简体   繁体   English

编译器谓词优化

[英]Compiler predicate optimizations

Consider the following example conditions/predicates: 请考虑以下示例条件/谓词:

  1. x > 10 and x > 20
  2. (x > 10 or x == 10) and (x < 10 or x == 10) aka x >= 10 and x <= 10 (x > 10 or x == 10) and (x < 10 or x == 10)又名x >= 10 and x <= 10

Predicate 1. can be simplified to x > 20 and 2. can be simplified to x == 10 . 谓词1.可以简化为x > 20和2.可以简化为x == 10 Would a compiler optimize this kind of (or more complex) predicates and if so what algorithms are used to do so? 编译器是否会优化这种(或更复杂的)谓词,如果是,那么使用什么算法呢?

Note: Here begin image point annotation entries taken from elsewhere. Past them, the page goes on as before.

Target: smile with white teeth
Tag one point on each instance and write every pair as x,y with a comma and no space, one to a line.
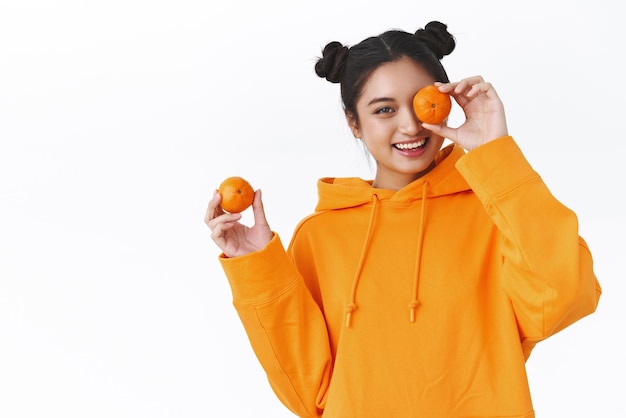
411,145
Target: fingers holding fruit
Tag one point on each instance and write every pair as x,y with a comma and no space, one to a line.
224,212
484,113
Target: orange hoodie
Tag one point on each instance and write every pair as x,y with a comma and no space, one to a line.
422,302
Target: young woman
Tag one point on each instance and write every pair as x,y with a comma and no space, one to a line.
420,293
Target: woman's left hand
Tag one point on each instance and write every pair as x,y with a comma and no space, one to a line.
484,113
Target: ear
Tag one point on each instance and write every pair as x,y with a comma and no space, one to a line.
353,124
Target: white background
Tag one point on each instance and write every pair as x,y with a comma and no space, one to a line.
119,118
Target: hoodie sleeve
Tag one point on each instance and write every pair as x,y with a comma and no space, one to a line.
284,325
547,269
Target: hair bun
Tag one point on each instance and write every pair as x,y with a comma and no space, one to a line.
436,36
332,63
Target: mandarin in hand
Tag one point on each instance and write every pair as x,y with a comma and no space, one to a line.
237,194
431,105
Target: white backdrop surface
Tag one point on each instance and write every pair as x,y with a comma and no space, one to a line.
119,118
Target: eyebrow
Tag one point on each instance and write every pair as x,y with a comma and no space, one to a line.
380,99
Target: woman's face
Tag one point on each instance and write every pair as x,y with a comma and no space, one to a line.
387,125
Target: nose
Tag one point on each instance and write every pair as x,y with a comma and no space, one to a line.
409,123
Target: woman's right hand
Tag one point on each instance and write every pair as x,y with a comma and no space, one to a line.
232,237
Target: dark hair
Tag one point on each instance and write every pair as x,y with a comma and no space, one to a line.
352,66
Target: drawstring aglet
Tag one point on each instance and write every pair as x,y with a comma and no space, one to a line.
351,307
412,308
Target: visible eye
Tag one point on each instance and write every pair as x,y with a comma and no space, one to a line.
385,109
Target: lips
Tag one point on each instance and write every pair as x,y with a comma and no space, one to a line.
409,146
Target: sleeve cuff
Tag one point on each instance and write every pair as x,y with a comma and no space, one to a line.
260,276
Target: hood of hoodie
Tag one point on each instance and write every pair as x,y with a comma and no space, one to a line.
443,179
343,193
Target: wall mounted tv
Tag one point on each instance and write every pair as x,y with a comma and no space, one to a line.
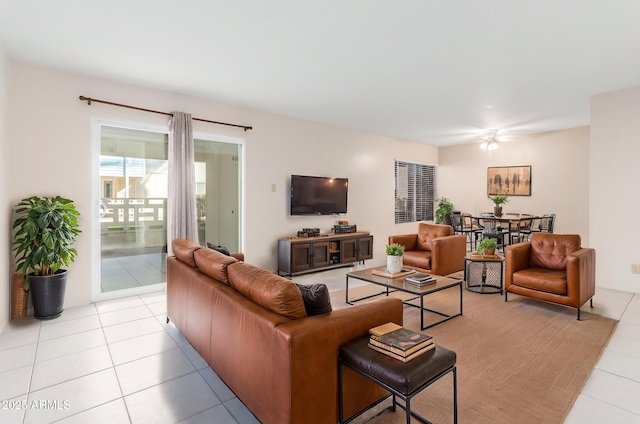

What are some common optimization techniques for predicates? 什么是谓词的常见优化技术?

It depends on the compiler, but clang and gcc do perform this optimisation: 这取决于编译器,但clang和gcc会执行此优化:

#include <stdio.h>

void foo(int x) {
  if (x > 10 && x > 20)
    puts("foo");
}

void foo2(int x) {
  if ((x > 10 || x == 10) && (x < 10 || x == 10))
    puts("foo2");
}

You can see the assembly here -- both functions contain a single comparison. 您可以在此处查看程序集 - 两个函数都包含单个比较。

For clang (which uses LLVM), it uses the instruction combine pass ('instcombine'). 对于clang(使用LLVM),它使用指令combine pass ('instcombine')。 You can see of the transformations in the InstructionSimplify.cpp source code. 您可以在InstructionSimplify.cpp源代码中看到转换。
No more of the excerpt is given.